The Swell Season, a documentary about Glen Hansard and Marketa Irglova

While we’re on the topic of documentaries and the Oscars, one of the most stirring moments of the Academy Awards in recent years occurred in 2008 for the Original Song Award for “Falling Slowly” by Glen Hansard and Marketa Irglova of The Swell Season.  Since then, directors Nick August-Perna, Chris Dapkins, and Carlo Mirabella-Davis made The Swell Seasona documentary about Hansard and Irglova’s professional and personal lives, which a number of critics consider to be one of the best movies ever about music-making and the life of a couple.

For great moments from this year’s Oscars, how about the winners for Best Animated Short, William Joyce and Brandon Oldenburg, who during their acceptance speech served as a better comedy team than even old pros Zach Galifianakis and Will Ferrell.  They won for The Fantastic Flying Books of Mr. Morris Lessmore, which you can watch here.

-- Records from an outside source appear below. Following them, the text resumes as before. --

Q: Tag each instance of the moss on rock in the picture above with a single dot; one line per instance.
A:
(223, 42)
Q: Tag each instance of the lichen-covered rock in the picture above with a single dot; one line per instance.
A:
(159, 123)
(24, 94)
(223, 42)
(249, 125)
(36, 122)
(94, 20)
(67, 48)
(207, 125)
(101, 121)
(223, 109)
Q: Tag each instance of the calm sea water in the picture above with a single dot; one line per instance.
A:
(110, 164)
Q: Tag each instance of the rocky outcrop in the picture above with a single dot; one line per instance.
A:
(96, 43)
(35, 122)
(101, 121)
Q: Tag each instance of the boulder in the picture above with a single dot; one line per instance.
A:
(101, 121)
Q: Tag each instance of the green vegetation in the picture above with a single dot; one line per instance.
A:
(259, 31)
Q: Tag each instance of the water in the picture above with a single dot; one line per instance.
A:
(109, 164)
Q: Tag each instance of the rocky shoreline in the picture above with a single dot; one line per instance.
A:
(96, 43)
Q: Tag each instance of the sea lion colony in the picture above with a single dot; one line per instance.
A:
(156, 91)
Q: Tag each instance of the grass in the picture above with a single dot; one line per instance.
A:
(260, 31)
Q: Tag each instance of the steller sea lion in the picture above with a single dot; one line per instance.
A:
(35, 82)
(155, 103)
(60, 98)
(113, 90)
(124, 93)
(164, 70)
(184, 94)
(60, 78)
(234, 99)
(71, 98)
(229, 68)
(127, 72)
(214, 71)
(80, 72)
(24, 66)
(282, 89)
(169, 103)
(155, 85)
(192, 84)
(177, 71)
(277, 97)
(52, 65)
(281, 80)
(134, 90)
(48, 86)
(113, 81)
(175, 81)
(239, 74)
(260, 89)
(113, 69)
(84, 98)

Also, to return to a celebration of award-winning documentary filmmakers, you can check out my Chapter 6 Close-Up interview of editor Deborah Hoffmann for many sharp, subtle insights and enlightening angles on the many challenges and particulars of the editing process and profession.

And one last note: as a follow-up to the earlier post about Super Bowl commercials, here is a page on the Adland.tv site that presents 40 Years of Super Bowl Commercials — very interesting material for analyses of trends in consumer behavior, cultural norms, and advertising styles, among other media topics!